Не тот город, каким покидал его Том Пейн. Жизнь идет себе и идет, а потом вдруг случается что-то, и уже нет больше ни покоя, ни мира. Наглеют воры, убийцы — эти первыми чуют, что наступил конец эпохи и ничему никогда не бывать по-старому.
Белл отказался печатать то, что Пейн ему принес.
— Нет уж, уважаемый, я покамест в своем уме! — Он был занят тем, что разбирал свои станки. — Как Конгресс снимется, так тут же и я за ним следом.
— Струсили, значит.
— А как же, парень.
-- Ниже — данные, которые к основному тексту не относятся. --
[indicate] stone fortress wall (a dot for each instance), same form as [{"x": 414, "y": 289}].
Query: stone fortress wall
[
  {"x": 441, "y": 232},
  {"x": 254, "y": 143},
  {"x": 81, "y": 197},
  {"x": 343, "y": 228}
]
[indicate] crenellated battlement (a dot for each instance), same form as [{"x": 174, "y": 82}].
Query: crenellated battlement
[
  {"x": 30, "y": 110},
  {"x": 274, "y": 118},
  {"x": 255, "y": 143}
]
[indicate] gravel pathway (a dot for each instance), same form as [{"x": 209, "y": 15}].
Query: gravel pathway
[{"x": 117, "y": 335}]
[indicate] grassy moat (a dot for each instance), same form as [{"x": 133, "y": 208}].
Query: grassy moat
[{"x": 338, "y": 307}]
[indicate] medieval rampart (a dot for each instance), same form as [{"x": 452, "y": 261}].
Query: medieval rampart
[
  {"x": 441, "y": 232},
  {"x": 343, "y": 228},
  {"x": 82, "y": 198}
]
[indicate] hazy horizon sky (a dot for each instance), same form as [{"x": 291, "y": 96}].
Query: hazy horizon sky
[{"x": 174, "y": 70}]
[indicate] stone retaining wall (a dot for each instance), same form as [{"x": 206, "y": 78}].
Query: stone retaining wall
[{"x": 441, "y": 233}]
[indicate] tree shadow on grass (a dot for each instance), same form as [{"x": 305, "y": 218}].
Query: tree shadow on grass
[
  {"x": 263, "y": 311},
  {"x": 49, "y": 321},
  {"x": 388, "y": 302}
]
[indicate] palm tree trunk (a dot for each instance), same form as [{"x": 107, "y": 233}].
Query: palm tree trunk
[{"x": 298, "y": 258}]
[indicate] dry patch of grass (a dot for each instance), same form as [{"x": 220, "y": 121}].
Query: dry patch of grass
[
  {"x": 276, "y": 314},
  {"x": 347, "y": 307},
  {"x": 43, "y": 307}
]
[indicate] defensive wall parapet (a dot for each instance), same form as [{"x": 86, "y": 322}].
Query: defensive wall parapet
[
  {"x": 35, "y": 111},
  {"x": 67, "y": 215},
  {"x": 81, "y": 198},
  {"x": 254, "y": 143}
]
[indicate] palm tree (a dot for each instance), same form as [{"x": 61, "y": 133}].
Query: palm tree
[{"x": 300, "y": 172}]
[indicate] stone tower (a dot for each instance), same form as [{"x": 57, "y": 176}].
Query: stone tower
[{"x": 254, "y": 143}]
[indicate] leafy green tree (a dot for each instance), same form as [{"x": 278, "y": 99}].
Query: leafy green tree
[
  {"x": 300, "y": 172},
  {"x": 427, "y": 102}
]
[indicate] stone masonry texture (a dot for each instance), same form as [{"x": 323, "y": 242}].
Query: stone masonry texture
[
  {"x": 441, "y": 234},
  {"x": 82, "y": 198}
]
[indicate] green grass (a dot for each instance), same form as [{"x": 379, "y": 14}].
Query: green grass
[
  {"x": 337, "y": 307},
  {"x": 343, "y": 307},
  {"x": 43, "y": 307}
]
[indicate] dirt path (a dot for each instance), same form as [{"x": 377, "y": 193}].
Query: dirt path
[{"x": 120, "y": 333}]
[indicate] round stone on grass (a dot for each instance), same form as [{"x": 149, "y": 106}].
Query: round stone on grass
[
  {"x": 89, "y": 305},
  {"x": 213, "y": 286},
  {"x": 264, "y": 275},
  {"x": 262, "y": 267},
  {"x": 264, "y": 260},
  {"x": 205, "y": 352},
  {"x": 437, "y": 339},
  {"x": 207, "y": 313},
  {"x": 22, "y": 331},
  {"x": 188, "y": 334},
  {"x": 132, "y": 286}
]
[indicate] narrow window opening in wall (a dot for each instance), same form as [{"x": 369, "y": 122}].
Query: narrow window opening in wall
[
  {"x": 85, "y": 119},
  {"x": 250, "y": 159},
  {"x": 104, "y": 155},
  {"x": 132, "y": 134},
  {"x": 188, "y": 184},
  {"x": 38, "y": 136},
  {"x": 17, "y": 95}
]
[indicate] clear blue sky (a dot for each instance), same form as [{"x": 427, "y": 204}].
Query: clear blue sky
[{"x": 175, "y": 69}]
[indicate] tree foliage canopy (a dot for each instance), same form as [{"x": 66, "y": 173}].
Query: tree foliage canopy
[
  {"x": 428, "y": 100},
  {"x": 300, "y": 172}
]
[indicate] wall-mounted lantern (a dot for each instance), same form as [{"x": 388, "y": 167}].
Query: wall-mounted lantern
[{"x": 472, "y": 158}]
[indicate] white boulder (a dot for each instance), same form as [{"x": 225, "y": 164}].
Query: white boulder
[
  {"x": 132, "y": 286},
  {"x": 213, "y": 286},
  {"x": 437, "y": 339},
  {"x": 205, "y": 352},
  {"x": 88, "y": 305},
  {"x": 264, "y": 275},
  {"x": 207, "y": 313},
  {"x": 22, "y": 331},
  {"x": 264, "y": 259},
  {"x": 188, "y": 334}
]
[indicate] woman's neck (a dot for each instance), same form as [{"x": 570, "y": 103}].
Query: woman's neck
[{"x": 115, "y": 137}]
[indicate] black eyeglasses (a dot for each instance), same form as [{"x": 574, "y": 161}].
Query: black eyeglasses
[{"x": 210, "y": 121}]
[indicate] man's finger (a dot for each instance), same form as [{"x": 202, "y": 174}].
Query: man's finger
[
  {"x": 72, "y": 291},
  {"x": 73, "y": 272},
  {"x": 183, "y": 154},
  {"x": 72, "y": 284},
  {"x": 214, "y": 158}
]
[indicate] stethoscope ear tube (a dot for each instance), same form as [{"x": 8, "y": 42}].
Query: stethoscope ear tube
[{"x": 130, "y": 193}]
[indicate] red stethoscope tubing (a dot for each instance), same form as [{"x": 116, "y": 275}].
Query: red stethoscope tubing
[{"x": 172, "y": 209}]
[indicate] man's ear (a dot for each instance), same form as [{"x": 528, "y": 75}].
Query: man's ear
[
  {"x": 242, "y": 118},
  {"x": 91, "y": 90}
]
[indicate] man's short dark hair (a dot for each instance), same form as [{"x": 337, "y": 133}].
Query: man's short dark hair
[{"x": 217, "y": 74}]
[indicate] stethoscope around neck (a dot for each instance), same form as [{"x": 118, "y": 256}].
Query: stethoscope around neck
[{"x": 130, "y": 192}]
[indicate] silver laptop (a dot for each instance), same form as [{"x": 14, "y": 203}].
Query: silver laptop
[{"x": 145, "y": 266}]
И не стыжусь сознаться.
Пейн это стерпел — переменился, отметил Белл про себя; нескладный, оборванный, с мушкетом на плече, он терпеливо объяснял:
— Ошибаетесь, Белл, англичане города не возьмут, и потом — возьмут, не возьмут, все равно есть такое, что необходимо сделать независимо ни от чего. Поймите, эту вещь напечатать необходимо, я назвал ее «Кризис». Мы первый раз в критическом положении и мы ищем выхода из него. — Вкрадчиво: — Мы бы с вами за одну ночь могли набрать.
— Нет!
— Имейте совесть, Белл, черт возьми, — вы же состояние нажили на «Здравом смысле». Штык к горлу приставлю, а напечатаете!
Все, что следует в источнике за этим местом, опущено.